Le pamphlet de Jean-Pierre Guéno « Pub Je te hais » revendique un éloge de la publicité et du ‘média courrier’.

La fracture numérique est consubstantielle aux fractures sociales.  

On se gargarise avec la « transition digitale » en oubliant la « transition du papier ». On a enterré un peu vite le papier au profit du pixel, et l’on a eu tort d’opposer l’un à l’autre, alors qu’ils sont sur le point, après une phase de transition, d’entrer en synergie. De la même manière on a abusivement célébré le sacre et le triomphe de la « dématérialisation » alors même que nous assistions simultanément à celui de la matérialisation, de la sacralisation, de la sophistication de l’objet, à travers son design et sa technologie.

Aujourd’hui, l’objet hybride, c’est l’objet connecté. « Hybride » c’est le mot d’aujourd’hui et de demain ! La vraie transition, la plus importante, la plus englobante, semble avoir été oubliée : il s’agit de celle de l’hybride. Elle est la voie de salut de la société en général et de la Poste en particulier. Le courrier de l’avenir doit être à la fois papier et digital, en fonction des besoins de ses utilisateurs.

L’avenir est à l’hybride, au grand mariage du papier et du pixel.

 

Dans cette disruption sociétale accélérée, quelle est votre proposition pour que le papier ait sa place dans le ‘capitalisme numérique’ qui s’impose selon l’économiste Daniel Cohen ?  
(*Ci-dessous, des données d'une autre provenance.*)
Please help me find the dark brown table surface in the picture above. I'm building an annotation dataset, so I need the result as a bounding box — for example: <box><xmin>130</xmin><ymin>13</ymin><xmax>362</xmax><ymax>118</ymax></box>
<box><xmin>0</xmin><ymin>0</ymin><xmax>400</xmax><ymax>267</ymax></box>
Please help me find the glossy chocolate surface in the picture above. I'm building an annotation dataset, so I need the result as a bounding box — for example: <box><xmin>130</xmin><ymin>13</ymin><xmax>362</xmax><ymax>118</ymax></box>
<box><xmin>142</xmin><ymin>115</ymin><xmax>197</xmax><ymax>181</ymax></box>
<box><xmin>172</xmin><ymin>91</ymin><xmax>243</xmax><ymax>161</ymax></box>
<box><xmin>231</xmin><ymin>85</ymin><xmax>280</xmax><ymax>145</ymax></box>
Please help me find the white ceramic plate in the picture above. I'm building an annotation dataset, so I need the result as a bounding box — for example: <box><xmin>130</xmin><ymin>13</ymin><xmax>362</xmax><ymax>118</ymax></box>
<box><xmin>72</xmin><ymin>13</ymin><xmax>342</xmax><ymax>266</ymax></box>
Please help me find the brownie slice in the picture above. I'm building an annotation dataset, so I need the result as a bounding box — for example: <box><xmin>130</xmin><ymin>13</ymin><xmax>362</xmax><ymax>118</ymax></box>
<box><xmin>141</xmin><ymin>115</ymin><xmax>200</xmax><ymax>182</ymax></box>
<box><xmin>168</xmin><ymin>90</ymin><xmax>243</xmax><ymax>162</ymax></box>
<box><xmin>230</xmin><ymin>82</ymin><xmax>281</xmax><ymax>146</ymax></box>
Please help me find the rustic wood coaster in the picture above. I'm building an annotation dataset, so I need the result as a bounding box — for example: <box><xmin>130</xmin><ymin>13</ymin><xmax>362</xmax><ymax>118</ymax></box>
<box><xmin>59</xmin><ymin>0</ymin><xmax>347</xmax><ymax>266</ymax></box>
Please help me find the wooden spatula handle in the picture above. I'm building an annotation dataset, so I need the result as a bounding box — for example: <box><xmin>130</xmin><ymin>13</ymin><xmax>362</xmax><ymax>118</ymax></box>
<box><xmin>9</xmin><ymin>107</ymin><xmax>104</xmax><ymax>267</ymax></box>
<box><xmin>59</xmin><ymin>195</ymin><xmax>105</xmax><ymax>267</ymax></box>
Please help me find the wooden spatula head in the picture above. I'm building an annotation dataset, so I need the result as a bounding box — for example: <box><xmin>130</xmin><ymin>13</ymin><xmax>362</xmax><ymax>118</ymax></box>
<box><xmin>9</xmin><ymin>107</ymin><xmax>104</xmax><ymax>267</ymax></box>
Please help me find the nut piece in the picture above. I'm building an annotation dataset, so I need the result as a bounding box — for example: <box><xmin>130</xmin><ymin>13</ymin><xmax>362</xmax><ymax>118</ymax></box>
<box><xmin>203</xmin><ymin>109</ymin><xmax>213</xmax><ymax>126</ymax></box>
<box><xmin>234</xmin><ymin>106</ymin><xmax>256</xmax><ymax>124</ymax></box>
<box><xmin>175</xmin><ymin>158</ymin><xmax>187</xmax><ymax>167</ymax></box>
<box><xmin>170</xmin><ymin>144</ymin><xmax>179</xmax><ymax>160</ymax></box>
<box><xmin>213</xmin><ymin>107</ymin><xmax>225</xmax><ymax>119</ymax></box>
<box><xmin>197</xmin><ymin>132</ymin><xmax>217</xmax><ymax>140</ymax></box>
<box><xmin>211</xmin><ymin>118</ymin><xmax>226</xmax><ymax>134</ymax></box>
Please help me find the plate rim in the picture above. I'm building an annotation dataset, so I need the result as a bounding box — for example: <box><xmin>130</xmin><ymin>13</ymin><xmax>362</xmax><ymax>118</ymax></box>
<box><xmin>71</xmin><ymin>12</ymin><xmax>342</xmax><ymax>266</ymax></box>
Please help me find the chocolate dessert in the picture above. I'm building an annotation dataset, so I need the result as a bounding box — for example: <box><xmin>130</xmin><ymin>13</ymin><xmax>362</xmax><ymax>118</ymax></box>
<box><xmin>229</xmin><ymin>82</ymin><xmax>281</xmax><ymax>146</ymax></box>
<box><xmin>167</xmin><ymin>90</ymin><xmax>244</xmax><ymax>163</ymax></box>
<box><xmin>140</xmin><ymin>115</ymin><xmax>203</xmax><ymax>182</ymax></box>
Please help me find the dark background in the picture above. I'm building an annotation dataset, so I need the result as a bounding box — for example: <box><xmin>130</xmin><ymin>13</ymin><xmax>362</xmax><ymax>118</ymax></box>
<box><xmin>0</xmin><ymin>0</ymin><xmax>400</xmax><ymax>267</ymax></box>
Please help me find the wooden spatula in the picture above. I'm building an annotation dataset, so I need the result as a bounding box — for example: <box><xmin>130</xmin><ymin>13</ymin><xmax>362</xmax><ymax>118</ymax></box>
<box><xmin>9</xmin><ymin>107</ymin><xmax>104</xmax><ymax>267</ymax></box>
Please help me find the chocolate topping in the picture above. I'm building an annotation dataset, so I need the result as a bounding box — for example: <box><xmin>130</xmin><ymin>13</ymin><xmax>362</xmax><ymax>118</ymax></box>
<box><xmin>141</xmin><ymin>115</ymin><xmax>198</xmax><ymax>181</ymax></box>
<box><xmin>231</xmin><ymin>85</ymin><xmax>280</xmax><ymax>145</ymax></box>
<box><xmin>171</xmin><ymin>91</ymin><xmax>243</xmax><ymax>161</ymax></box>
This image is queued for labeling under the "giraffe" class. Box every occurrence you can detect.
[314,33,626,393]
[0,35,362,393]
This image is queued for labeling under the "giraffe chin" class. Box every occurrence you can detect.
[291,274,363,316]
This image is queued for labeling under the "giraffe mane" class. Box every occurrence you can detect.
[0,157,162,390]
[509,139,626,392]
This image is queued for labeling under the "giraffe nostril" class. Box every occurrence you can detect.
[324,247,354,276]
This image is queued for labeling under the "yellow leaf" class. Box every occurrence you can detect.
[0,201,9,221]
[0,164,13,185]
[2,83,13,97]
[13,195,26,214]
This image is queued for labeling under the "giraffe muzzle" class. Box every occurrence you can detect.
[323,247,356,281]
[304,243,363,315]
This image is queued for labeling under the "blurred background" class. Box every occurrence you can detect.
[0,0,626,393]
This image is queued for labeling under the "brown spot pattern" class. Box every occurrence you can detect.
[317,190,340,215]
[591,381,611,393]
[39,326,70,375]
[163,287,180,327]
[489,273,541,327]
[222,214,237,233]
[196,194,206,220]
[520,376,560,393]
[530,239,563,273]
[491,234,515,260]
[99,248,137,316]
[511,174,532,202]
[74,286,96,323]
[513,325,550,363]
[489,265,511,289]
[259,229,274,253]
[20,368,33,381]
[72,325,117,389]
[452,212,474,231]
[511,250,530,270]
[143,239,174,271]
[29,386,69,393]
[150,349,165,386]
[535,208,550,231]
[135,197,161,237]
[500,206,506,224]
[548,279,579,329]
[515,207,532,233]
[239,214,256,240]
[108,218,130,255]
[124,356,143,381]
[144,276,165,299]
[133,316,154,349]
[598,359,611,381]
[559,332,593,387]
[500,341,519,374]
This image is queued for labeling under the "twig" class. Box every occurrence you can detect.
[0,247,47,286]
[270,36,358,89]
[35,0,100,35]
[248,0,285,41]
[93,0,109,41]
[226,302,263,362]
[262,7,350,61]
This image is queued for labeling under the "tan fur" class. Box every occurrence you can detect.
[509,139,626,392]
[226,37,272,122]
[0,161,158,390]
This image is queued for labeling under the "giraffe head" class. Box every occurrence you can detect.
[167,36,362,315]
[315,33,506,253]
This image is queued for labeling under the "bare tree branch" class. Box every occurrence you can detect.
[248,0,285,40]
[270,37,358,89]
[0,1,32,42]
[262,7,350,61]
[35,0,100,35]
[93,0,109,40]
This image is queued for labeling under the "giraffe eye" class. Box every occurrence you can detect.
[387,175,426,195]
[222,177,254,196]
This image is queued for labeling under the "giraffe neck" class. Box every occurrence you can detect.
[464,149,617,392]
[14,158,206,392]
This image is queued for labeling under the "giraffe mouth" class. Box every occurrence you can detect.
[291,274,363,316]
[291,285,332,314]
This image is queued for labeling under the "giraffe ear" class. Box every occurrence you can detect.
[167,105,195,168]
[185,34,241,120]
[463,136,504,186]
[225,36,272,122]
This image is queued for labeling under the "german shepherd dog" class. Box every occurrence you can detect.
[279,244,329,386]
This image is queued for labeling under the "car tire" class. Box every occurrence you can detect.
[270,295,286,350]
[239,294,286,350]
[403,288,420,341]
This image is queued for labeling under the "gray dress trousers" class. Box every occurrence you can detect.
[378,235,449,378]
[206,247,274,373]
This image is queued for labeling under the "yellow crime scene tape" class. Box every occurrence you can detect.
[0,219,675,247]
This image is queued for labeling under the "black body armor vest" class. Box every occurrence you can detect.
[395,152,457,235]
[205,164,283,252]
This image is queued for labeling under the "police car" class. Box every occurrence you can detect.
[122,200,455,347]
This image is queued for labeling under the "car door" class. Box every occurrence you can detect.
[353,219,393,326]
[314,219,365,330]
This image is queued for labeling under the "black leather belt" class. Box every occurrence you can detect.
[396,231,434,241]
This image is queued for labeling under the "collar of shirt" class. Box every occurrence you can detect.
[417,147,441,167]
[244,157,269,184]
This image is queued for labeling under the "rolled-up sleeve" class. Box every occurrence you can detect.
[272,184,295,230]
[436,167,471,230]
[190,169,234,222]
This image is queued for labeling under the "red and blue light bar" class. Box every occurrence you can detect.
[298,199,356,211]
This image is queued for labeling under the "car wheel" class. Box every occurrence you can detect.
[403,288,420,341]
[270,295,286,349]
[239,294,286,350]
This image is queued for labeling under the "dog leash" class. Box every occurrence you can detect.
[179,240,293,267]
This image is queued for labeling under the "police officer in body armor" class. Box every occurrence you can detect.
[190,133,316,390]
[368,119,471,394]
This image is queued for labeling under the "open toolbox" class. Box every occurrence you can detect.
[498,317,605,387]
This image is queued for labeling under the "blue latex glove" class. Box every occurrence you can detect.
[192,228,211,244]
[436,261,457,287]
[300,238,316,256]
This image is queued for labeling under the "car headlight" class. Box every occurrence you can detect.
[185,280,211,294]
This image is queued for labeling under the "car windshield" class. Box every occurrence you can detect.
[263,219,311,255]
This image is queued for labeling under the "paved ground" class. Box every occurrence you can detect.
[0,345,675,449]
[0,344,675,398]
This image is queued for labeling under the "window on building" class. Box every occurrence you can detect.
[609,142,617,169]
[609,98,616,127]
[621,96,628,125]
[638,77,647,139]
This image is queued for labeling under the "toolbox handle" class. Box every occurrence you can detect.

La Covid nous incite à réviser la copie du capitalisme, victime des excès de l’ultra libéralisme et vecteur de barbarie. Il y a en effet longtemps que le capitalisme n’est plus couvert par des garants tangibles : stocks d’or, biens immobiliers, etc… mais par des capitaux virtuels, par des actifs financiers qui sont le plus souvent des bulles plus ou moins éphémères, et d’une valeur pour le moins aléatoire et très fragile, très sensible aux fluctuations de l’économie.

 

La transition vers un monde totalement dématérialisé, c’est l’ambition du capitalisme du XXIe siècle, qui se nourrit d’économies comptables et de bulles financières
mais qui fait l’impasse sur l’irrépressible, sur l’irrésistible hausse du coût social qu’il implique.

Mais ce capitalisme est déjà compromis et condamné. Car on ne dématérialise pas le facteur humain. On le pulvérise, on le néantise quand on le désincarne. Peut-être vaudrait-il mieux parler « d’Humanisme numérique », et d’une convergence, d’une synergie fructueuse entre le pixel et le papier plutôt que d’une hypertrophie du tout virtuel. La presse papier réintroduit par exemple la dimension du temps et du recul indispensable au traitement de l’information. Il faut laisser à l’encre le temps de sécher. Le papier réintroduit la trace pérenne dans la communication ne résumant pas nos archives à la fragilité, à la vulnérabilité des clouds.

Le moyen de communication le plus sûr et le plus écologique est aujourd’hui le courrier papier.

Le courrier virtuel en est un complément devenu indispensable mais terriblement fragile parce que très facilement piratable et au stockage très aléatoire en fonction de l’effacement indéterminé des supports digitaux et de leur disqualification due à l’évolution des matériels de lecture qui ménagent de moins en moins souvent une compatibilité ascendante.